In terms of offensive weapons, Denver might have a slight edge in the wide receiver department, but that gap isn’t as wide as one might think. Demaryius Thomas and Emmanuel Sanders are a stellar duo. But DeAndre Hopkins and Will Fuller won’t be far behind, especially with a QB of Romo’s ability throwing them the ball (no offense, Brock). Out of the backfield, Lamar Miller proved to be Houston’s most reliable offensive weapon last year. Denver, meanwhile, has had anything but reliability from the running back corps over the past few years.

It is not just about the roster when choosing the landing spot for Romo. The Broncos have a new coach, who has never been an NFL coach before. Vance Joseph is defensive-minded and unproven. Bill O’Brien, on the other hand, is an offensive-minded coach with a strong resume. O’Brien was a wide receivers coach in New England, then Tom Brady’s quarterbacks coach, then an offensive coordinator for the New England Patriots under Bill Belichick. After leaving the evil empire, O’Brien took over and won at Penn State, when no one said he could or should. As the Houston Texans coach he is 27-21 in the regular season and he has won the AFC South the last two seasons. O’Brien is not perfect, but he is proven.

There are other benefits for Romo going to Houston (and staying in Texas). No state income tax. He wouldn’t have to move his wife and kids to another state. And at this stage in his life, Romo must think of legacy. If Romo were to sign today in Houston, he would instantly become the greatest QB in Texans history. He will never be able to say that in Denver, even with a Super Bowl.

Tony Romo must consider the competition as well. With or without Tony Romo, the Texans will probably win the AFC South. That division truly is that bad. The Colts are a mess starting at the very top. The Tennessee Titans are getting better, but they are still years away from being a real threat. And the Jacksonville Jaguars are just an absolute tragic calamity.

The AFC West, however, presents a nightmare of a schedule. Start at the bottom with the San Diego Los Angeles Chargers: They have Phillip Rivers and an up-and-coming defense which proved troublesome for Denver last season. The Oakland Raiders might be a top-five team in the AFC. They are very young, very talented and are only getting better. The Kansas City Chiefs, who were also in early reports of possible destinations for Romo, can beat anyone on any given day and should contend again atop the AFC West.
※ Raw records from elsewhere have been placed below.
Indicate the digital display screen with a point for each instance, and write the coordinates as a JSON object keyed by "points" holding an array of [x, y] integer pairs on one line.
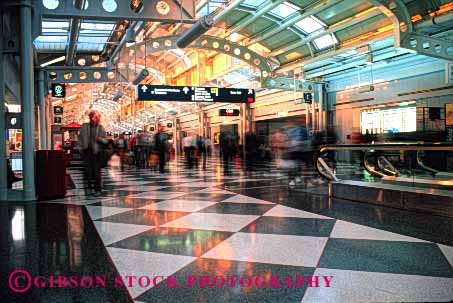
{"points": [[229, 112], [194, 94], [388, 120]]}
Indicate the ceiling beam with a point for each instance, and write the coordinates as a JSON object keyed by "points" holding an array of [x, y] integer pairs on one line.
{"points": [[223, 14], [74, 31], [293, 19], [331, 29], [137, 26], [262, 9]]}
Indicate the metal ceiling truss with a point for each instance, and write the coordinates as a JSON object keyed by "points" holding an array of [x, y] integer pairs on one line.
{"points": [[57, 74], [291, 84], [265, 65], [150, 10], [293, 19], [329, 30], [264, 8], [407, 38], [82, 75]]}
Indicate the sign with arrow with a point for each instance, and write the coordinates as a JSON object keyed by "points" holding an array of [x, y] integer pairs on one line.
{"points": [[194, 94]]}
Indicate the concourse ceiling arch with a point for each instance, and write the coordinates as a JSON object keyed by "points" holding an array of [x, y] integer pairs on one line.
{"points": [[220, 45]]}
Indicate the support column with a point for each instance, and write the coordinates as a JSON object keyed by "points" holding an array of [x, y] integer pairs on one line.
{"points": [[3, 172], [42, 112], [27, 99]]}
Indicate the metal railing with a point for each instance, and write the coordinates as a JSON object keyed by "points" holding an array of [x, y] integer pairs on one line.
{"points": [[385, 168]]}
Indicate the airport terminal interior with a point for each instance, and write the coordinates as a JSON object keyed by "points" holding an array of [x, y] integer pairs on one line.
{"points": [[226, 151]]}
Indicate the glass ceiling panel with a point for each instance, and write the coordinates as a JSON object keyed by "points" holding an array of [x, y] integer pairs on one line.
{"points": [[254, 3], [284, 10], [310, 25], [93, 36], [91, 44], [325, 41], [208, 8]]}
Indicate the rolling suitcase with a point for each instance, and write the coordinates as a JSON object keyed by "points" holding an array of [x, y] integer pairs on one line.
{"points": [[50, 174]]}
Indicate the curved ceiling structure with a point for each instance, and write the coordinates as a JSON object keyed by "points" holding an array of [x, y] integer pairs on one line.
{"points": [[311, 39]]}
If you’re Romo and you go to the Broncos, you have to play that murder’s row not once a year, but twice. For the entire length of your contract. The path of least resistance in the AFC starts in Houston.

So if Denver has to land Tony Romo, how do they do it?

When they take Tony Romo to the steakhouse known as Elway’s, have the table ready.

Make Romo wear a gold jacket.

Have a Super Bowl ring waiting for him as a napkin holder. In fact, have three.

Put all three Lombardi trophies on the table as a centerpiece.

Add eight AFC Championship trophies in the background for ambiance.

Houston might have great BBQ, but they don’t have a spread like that.

Tony Romo is a borderline Hall of Fame player. A Super Bowl ring or two would make the Hall of Fame certain for Romo. A gold jacket is awaiting Tony Romo, but only with a ring. Without it, he might just miss the cut. Romo is a great player, but HOF voters want winners. Unfortunately for Tony, he hasn’t been able to do that as of yet. Denver knows how this game is played. They have done it before and will do it again.

Why Houston over Denver? The Texans may have a better o-line, solid offensive weapons, a stellar defense, a more experienced coach, no state income tax and a much easier path to the playoffs.

So why Denver over Houston? Because The Texans have no rings. The Broncos have three.